Find a nearby Juneteenth festival or parade
The first time Juneteenth was observed was in Austin, Texas, in 1867. Over the years, several states have celebrations to commemorate this pivotal day in our country. But it’s important to look into the authenticity of how it is acknowledged.
In the recent attempts by corporations to capitalize off of Juneteenth, like Walmart’s making a brand of ice cream for the holiday, or white business executive’s trying to trademark the name, it’s important to connect with Black event organizers for your celebrations. This will ensure that the purity of the day is kept and our continued struggle is respected.
These festivals are community events with music, parades, inspirational readings, cultural dances, food, flags, and beautiful Black people representing and reveling in the joy of our culture and triumphs thus far! Find one in your area and join in the celebration.
Include traditions practiced on this holiday
There are a few traditions during Juneteenth, and one is to buy from Black-Owned businesses. In my city, they make it easy by hosting a Melanin Market where Black business owners can set up shop for the public to purchase from them. If you don’t have one hosted in your community, do an online search to find businesses you can support.

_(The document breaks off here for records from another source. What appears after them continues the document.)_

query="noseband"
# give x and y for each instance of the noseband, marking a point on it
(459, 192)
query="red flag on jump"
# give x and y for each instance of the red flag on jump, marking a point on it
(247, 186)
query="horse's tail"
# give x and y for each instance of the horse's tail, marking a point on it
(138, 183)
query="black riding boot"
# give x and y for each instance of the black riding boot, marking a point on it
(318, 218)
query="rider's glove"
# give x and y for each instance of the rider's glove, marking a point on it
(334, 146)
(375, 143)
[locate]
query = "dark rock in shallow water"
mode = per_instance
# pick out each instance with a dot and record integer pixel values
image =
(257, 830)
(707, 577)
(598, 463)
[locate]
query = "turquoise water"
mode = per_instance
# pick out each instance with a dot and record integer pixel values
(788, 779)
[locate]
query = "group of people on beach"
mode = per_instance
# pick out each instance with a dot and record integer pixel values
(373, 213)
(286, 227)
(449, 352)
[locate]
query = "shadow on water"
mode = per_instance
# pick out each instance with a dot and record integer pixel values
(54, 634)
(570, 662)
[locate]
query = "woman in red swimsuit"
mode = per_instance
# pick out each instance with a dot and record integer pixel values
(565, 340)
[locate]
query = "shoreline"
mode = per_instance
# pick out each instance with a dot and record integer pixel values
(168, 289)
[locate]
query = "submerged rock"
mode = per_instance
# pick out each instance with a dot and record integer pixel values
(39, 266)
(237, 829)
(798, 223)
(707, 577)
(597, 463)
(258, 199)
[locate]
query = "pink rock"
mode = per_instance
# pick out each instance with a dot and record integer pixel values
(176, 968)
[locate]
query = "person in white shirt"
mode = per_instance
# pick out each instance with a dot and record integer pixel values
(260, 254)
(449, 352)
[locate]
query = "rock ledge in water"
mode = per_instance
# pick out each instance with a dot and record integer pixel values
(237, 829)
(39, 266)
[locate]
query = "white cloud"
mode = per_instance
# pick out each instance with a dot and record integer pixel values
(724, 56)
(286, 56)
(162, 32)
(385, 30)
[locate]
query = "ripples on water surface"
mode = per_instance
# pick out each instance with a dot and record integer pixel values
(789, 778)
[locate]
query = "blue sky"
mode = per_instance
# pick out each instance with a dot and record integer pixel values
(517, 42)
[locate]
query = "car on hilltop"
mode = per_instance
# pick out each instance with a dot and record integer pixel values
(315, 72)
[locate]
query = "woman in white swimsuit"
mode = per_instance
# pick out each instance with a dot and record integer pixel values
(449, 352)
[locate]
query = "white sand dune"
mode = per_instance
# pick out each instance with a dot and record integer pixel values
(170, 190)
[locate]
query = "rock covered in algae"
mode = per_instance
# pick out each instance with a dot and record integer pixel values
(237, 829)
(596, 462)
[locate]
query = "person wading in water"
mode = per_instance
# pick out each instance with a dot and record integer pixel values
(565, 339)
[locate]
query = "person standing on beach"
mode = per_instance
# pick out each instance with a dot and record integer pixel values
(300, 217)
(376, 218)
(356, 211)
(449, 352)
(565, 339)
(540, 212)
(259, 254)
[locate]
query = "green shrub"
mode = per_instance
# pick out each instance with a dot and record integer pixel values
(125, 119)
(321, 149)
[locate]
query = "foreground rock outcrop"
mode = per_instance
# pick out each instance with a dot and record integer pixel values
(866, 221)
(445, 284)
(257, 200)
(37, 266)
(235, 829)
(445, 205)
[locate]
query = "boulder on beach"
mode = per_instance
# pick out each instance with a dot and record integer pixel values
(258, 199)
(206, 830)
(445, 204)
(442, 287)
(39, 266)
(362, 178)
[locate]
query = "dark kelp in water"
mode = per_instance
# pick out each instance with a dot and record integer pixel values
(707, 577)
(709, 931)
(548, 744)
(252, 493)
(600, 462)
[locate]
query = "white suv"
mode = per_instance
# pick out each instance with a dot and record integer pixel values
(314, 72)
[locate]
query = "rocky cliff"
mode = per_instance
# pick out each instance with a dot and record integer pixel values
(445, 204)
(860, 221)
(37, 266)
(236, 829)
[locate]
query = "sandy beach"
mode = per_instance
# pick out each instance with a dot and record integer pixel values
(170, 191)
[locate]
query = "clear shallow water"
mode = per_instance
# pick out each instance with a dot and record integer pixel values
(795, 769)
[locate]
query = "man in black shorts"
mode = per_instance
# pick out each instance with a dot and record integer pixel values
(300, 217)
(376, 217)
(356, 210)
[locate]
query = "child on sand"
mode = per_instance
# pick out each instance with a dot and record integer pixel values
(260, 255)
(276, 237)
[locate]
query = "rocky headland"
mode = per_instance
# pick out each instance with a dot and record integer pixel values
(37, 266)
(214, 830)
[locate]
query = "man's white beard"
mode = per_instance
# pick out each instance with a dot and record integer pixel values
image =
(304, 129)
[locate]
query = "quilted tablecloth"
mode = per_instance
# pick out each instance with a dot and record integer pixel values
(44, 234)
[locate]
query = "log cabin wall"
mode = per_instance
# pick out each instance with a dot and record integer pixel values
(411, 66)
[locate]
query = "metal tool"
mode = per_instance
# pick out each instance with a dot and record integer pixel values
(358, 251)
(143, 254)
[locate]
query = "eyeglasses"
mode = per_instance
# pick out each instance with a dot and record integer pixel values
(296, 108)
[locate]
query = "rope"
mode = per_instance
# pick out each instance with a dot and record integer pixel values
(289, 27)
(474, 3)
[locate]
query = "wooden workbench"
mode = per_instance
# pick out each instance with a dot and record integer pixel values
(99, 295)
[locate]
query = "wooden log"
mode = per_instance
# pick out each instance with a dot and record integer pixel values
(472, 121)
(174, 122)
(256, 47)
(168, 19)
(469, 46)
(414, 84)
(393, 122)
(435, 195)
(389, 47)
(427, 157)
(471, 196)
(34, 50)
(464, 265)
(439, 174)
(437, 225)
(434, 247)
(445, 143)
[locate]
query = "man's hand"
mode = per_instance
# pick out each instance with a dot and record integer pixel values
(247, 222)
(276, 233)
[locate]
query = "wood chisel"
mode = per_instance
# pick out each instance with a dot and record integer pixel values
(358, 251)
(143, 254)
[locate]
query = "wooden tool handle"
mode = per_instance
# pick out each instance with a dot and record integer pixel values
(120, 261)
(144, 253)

If you’re purchasing from sites like Etsy for your Juneteenth slogan t-shirts or products, check the seller’s page first to make sure it’s a Black-Owned business. Many non-Black sellers try to profit off of this day.
Another tradition is to have a special drink. Williams says to “make sure you have the traditional red drink, which symbolizes perseverance and honors the blood that was shed for Africans and Afro-Americans during enslavement.” If you don’t have the drink, red punch and red foods like fruit and red velvet cake represent the same.
Honor Juneteenth your way
Use this opportunity to include your children in how your family chooses to honor this day. They may come up with some pretty unique ideas that can become a tradition for you all.
“Celebrating Freedom Day, the real Independence Day, is one way you can start the discussion around race in your home as well. You can model how to be the change you want to see for your children," says Williams. For non-Black families, this conversation, backed by your actions, can be a catalyst for anti-racism.